On Thursday, Tom Bevan, the executive editor of RealClearPolitics wrote on that influential website that Kasich has an opportunity on March 15 to prove that he is the most electable of the GOP candidates.
“Imagine we wake up on Wednesday morning, March 16, to find that Sen. Rubio has lost Florida to Trump, while Gov. Kasich has beaten Trump in Ohio,’’ Bevan wrote. “If that happens, how do Rubio’s supporters, which include much of the existing GOP officialdom, make the case that Kasich should defer to Rubio? Why wouldn’t the logical argument be the other way around?”
The Rubio campaign was busy last week trying to refute any argument that the Florida senator would lose his home state.
Todd Harris, an adviser to the Rubio campaign, tweeted this out last week: “Media needs to chill. The FL Q(uinnipiac) poll #’s are way wrong. We’re going to win Florida. Period. Take it to the bank.”
Mariani said there are no guarantees that either Kasich or Rubio is going to win his home state.
“The question is not going to be how did you do in your home state; the question is going to be, how well can you do between now and March 15,’’ Mariani said.
If Cruz falters in the Super Tuesday states – although polling shows him with a lead in his home state of Texas at least – he may have to pack it up and go home.
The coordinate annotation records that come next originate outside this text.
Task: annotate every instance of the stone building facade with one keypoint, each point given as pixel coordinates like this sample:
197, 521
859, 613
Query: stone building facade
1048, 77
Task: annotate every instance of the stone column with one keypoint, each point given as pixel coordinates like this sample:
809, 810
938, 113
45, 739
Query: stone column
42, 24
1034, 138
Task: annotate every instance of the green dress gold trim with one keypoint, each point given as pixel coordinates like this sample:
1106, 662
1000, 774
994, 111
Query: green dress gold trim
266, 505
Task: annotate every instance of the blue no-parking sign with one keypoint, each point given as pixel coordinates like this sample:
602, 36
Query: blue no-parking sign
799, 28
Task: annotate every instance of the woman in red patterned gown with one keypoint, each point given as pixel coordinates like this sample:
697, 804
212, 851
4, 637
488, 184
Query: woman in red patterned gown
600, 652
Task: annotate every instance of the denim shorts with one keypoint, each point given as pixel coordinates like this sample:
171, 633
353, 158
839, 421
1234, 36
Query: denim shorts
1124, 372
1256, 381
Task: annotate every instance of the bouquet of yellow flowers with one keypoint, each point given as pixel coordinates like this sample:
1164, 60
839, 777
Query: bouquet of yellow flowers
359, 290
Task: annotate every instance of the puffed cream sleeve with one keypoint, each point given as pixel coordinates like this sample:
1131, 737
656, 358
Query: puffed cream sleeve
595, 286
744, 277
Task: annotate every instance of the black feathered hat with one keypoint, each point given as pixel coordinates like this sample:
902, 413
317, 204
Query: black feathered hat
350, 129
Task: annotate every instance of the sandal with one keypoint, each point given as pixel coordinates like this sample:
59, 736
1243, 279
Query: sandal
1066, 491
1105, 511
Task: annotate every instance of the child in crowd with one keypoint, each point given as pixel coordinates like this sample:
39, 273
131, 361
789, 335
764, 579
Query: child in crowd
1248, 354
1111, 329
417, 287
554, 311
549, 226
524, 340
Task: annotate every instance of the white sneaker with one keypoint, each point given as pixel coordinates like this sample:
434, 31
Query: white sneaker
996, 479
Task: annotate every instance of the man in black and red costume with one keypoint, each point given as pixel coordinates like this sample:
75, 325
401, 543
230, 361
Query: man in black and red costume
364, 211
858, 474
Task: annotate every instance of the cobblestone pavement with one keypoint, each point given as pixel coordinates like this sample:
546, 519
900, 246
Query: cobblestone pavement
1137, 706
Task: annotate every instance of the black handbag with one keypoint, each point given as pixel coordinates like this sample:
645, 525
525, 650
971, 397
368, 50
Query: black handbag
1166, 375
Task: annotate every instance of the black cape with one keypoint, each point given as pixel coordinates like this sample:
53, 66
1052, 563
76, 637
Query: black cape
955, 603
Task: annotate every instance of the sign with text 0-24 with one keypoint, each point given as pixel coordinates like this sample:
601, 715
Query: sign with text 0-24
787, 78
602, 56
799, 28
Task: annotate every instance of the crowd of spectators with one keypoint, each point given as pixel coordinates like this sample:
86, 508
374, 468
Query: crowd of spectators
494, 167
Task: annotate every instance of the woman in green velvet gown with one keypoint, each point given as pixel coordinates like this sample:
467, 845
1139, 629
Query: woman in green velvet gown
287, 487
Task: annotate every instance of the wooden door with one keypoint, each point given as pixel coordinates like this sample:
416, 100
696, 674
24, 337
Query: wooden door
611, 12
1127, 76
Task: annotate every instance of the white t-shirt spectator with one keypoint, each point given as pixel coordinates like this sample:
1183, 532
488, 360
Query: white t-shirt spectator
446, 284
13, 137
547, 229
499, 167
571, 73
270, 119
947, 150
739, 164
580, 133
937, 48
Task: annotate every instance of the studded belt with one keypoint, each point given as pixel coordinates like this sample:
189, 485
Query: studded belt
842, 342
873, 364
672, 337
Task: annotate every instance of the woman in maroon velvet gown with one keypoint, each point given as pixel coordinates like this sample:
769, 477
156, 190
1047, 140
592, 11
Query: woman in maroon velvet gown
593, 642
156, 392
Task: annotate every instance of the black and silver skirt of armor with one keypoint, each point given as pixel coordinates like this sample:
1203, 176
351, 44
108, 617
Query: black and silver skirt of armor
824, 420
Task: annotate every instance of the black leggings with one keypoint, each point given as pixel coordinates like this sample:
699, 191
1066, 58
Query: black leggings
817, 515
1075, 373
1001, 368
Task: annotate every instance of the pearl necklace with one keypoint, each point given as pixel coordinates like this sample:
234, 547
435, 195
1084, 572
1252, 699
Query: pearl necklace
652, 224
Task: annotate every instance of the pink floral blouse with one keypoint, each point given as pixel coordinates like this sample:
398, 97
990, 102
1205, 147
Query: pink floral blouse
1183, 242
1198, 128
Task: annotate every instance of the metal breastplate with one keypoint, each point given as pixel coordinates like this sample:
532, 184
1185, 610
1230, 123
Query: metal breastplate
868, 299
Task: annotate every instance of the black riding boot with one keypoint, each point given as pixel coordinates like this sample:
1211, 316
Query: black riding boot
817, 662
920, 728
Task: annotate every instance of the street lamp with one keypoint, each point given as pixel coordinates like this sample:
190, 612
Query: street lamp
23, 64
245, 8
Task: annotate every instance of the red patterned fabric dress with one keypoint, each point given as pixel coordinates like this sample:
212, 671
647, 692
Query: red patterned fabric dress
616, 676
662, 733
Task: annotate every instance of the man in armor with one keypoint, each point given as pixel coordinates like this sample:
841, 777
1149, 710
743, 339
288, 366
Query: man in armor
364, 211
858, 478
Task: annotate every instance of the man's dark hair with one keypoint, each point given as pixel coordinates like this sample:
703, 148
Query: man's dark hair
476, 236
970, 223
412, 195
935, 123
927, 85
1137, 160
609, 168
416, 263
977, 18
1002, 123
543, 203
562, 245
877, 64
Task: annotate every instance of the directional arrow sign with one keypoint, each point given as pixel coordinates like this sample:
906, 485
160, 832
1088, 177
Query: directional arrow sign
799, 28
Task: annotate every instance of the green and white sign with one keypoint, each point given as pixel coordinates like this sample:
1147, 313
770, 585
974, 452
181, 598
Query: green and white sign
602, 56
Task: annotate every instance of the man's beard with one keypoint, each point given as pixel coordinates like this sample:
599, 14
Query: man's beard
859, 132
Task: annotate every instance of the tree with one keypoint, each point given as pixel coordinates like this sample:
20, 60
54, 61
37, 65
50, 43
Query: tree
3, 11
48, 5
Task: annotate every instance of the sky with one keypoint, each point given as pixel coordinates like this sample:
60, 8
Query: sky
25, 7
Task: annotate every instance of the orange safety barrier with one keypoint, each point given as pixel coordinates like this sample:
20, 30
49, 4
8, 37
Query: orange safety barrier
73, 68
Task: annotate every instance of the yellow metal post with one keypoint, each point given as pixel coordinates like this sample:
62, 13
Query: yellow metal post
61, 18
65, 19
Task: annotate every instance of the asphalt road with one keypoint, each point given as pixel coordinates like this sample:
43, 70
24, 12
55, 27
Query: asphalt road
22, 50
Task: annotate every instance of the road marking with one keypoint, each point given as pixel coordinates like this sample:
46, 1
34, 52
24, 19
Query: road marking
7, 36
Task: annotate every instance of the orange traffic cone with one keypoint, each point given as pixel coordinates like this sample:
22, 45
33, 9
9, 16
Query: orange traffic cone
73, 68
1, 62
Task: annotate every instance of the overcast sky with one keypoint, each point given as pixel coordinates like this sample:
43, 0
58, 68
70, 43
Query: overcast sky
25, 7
And if Cruz has to drop out, where would his voters go, including the large number of evangelical Christians and social conservatives who back him?
Probably to Trump.
“Kasich can’t go for nearly 20 days not winning anything and just waiting for Ohio to come along,’’ Mariani said. “By that time, it may already be too late.
“I understand the argument Kasich is making about being the only alternative to Trump, but I’m not convinced,’’ Mariani said. “There’s a slim chance. Very slim. But, after March 15, it may not matter. Trump could have it locked down by then.”